M’hamed Issiakhem est né le 17 juin 1928 à Taboudoucht, dans la wilaya de Tizi-Ouzou. Il meurt à Alger le 1er décembre 1985. Entre ces deux dates, quelle vie tourmentée et tumultueuse a été la sienne. Je pourrais, insensible, ajouter : pour notre bonheur, tant son inspiration, son style, tout son art en fait ne fait qu’un avec cette vie hors du commun qui fut la sienne. Les vicissitudes de la vie ont fait qu’il a été habité par son art, son refuge. Sa manière de peindre, ses tableaux sont reconnaissables entre tous : c’est la marque du génie. Des lignes jamais en rondeur, un trait tourmenté comme autant de coups de canif portés à la face de la toile, une revanche sur le sort.
Œil-de-lynx, comme l’appelait son alter ego Kateb Yacine, visait juste. Les quelques toiles exposées au Musée des Beaux-Arts donnent un premier aperçu du génie d’Issiakhem. « Carré bleu » en est la preuve incontestable.
LIRE AUSSI: M’hamed Issiakhem raconté par sa petite cousine Djamilia
En 1970, j’étais étudiant à Alger et par le plus heureux des hasards, j’ai passé une soirée illuminée par la présence d’Issiakhem.

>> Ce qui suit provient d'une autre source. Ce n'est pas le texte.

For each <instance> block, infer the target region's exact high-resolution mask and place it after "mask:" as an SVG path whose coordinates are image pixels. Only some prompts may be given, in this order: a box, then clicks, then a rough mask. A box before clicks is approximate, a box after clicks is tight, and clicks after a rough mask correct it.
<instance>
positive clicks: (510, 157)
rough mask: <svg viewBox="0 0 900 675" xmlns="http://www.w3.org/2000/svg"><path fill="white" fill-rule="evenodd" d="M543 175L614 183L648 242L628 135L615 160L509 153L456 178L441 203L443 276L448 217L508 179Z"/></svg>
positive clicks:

L’ami chez qui je me trouvais ce soir-là était l’heureux propriétaire de trois tableaux d’Issiakhem et il m’apprend que ce dernier allait passer chez lui avec un cameraman pour filmer les tableaux dans le cadre de la réalisation d’un documentaire. Je ne connaissais pas le titre des tableaux mais ils représentaient une « Femme en bleu », une « Femme portant des enfants » et « Deux amis ».
Autant préciser que l’artiste et le cameraman sont arrivés bien tard et qu’ils avaient selon toutes apparences des oiseaux dans la tête. Mais voir le Maître a un prix. Et après une fastidieuse mise en place du matériel, tout est enfin prêt pour commencer à filmer.
« Femme en bleu » est le premier tableau à être filmé, après la mise au point et le réglage de la lumière du projecteur. Le cameraman invite Issiakhem à regarder à travers l’objectif pour une dernière vérification. Et c’est là qu’il a une réaction aussi extraordinaire qu’inattendue : il crie carrément son admiration devant son propre tableau, comme s’il le découvrait pour la première fois. Il nous invite d’ailleurs tous à regarder à travers l’objectif : « Venez voir, nous dit-il, Klee à côté de ça, c’est rien du tout ! ». Il est vrai qu’en gros plan et sous la lumière du projecteur, la vision du tableau est complètement transformée.
Pour le tableau suivant, représentant une « Femme portant ses enfants », il nous demande d’emblée quel est le nombre d’enfants représentés. Il se trouvait qu’on en a oublié un que lui seul d’ailleurs voyait. Il réclame alors un feutre pour accentuer les conteurs d’un dernier enfant auquel il trouva tout de suite un surnom très approprié : el-menssi. L’allusion n’était que trop claire.
Avec la même verve, il se tourna vers le troisième tableau qui représentait « Deux amis » qui selon lui n’avait pas le courage de se regarder dans les yeux.
L’œuvre polymorphe d’Issiakhem révèle l’immense talent de cet artiste hors norme, mais qui reste méconnu dans son propre pays. Les expositions qui lui sont consacrées sont rares. Il n’existe pas encore de catalogue exhaustif de ses tableaux. On se demande si une telle entreprise est seulement possible au vu de la dispersion de ses peintures et le mutisme des propriétaires. La côte considérable des tableaux opacifie encore plus les choses. Il se murmure justement beaucoup de choses et depuis longtemps sur la véritable « curatelle » dont à fait l’objet Issiakhem , de son vivant et jusqu’à nos jours. Aujourd’hui, cette œuvre met en jeu des sommes considérables, pour ne pas dire astronomiques.
Issiakhem, le plus « artiste » de nos artistes
Issiakhem, le plus « artiste » de nos artistes, le plus prolifique, serait devenu un tel enjeu économique qu’il échapperait à lui-même, à sa famille et ses proches, et…à son pays. Ii est dit que le tableau le plus bas tournerait autour des 50.000 euros.
A cela, il faut ajouter la fâcheuse tendance du pouvoir à altérer tout ce qui brille, et qui pourrait révéler sa propre obscurité. Et de l’obscurité à l’obscurantisme, il n’y a qu’un pas.
Un jour arrivera sans doute où lui sera rendu l’hommage qui lui est dû. Ce jour-là sera à n’en point douter un grand jour.